First, does a creature who is the subject of a dominate spell remember what they did while under the spells effect or would it just be completely blank as if they were doing one thing one moment right before they were controlled by the spell and the next thing they know is what they are doing when the spell wears off?

The spell says nothing about lost memories hence the subject presumably retains its memories.

Loughmoe Sentinel wrote:


Second if you have an object that only partially fits into a bag of holding or a portable hole or you deliberately keep a part of the object/creature/etc out of the bag does the weight of the portion in the bag not count against as would normally be the case with something in a bag of holding?

This would not normally come up. This is because "If the bag is overloaded...the bag ruptures and is ruined." Hence you simply can't put part of an object that is to large for the bag into the bag without destroying it. The only way you can get to a point where one would be calculating the weight of an object partially outside of a Bag of Holding is in a case where the object would normally fit into the bag but one chooses not to put all of the object in the bag for whatever reason.
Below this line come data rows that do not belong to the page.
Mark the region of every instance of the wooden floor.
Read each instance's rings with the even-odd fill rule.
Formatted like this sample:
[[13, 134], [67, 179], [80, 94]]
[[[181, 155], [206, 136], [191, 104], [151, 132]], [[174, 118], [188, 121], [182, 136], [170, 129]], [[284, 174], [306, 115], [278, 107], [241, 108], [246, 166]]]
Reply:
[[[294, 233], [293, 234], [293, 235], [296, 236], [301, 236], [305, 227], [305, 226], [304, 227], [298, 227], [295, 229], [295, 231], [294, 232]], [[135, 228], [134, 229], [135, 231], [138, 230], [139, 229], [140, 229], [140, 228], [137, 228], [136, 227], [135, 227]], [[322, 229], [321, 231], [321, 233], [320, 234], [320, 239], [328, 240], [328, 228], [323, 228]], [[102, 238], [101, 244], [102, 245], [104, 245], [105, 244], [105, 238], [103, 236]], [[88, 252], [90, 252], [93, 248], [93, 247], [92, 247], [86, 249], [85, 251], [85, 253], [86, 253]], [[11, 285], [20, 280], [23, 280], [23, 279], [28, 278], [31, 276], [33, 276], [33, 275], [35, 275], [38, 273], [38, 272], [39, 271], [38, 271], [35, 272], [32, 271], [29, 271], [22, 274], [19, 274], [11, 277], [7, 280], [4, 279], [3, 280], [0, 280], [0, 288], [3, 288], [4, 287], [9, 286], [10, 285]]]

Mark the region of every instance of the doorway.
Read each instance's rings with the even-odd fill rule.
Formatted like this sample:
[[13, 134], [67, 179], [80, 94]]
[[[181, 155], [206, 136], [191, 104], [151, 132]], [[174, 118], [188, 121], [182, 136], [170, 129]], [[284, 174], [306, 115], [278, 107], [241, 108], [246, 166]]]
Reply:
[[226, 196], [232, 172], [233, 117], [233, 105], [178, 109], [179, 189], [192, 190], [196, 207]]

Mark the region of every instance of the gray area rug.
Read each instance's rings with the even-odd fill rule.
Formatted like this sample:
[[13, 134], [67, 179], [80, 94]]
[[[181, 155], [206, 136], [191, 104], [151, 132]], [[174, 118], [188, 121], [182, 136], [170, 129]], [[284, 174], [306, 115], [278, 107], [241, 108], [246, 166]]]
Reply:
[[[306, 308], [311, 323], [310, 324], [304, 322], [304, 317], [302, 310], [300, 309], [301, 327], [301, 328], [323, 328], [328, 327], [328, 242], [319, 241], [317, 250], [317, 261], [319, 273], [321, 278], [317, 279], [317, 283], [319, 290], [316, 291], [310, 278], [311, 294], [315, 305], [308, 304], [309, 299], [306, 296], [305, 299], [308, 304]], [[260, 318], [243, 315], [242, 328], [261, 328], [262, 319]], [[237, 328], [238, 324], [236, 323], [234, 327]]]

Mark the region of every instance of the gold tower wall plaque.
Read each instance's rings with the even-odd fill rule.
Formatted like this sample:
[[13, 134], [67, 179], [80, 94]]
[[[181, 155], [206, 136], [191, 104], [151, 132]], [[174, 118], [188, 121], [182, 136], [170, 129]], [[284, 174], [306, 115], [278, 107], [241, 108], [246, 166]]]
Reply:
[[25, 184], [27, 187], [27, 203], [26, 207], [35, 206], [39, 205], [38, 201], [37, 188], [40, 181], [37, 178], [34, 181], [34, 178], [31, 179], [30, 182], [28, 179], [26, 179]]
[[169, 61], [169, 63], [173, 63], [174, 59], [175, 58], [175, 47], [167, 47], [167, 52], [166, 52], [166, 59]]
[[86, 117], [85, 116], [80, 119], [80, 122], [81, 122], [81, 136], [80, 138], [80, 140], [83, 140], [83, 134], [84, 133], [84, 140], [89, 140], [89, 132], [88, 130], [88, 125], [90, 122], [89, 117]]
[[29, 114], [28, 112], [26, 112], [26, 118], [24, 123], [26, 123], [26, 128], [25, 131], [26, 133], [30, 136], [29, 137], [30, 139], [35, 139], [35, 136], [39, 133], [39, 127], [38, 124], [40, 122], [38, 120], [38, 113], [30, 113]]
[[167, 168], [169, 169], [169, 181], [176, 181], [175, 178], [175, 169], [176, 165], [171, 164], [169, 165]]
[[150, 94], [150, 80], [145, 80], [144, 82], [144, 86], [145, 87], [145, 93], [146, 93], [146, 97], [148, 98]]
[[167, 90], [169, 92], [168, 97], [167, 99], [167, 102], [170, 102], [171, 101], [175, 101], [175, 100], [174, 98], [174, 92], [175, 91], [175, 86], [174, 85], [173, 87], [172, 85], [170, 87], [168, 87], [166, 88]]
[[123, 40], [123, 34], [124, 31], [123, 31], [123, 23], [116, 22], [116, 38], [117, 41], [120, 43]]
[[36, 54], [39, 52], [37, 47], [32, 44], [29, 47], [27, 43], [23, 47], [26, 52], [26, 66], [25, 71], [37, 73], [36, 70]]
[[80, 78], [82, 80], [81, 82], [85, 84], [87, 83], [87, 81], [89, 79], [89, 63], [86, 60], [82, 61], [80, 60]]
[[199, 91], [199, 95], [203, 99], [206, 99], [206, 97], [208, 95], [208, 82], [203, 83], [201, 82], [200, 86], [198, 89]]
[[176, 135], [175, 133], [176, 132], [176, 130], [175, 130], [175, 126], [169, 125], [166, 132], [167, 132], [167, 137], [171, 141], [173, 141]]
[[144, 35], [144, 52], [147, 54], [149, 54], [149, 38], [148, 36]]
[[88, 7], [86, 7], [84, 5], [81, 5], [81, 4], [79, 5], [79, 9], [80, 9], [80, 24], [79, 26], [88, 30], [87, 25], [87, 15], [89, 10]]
I suppose in this case the part of the object protruding from the bag weighs whatever it normally would.


Loughmoe Sentinel wrote:

There are a couple others that have occurred to me

First is there any limit on the number of homonculi that a single construct builder can own or control at a time?

Nothing in the description seems to limit the number that can be made or controlled. Hence it would seem that their is no upper limit.

Loughmoe Sentinel wrote:


Second, with familiars some of the creatures available as familiars can live for a number of years but eventually they will grow old and die. When a creature becomes a familiar, does it retain the basic creatures lifespan? This would be quite annoying for an elf arcanist because of their VERY long lives, so I was thinking of a variant rule: Any creature you take as a familiar (or animal companion for that matter) now ages at the same rate you do and has the same lifespan as you, rather than the normal aging rate and lifespan of its kind. Does this rule seem reasonable?

Your not going to break anything should you house rule that familiars age at different rates then they normally would. However nothing in making a creature a familiar implies that its rate of ageing has changed. Hence I would think that by RAW familiars grow old and die at the same speed their more mundane kin.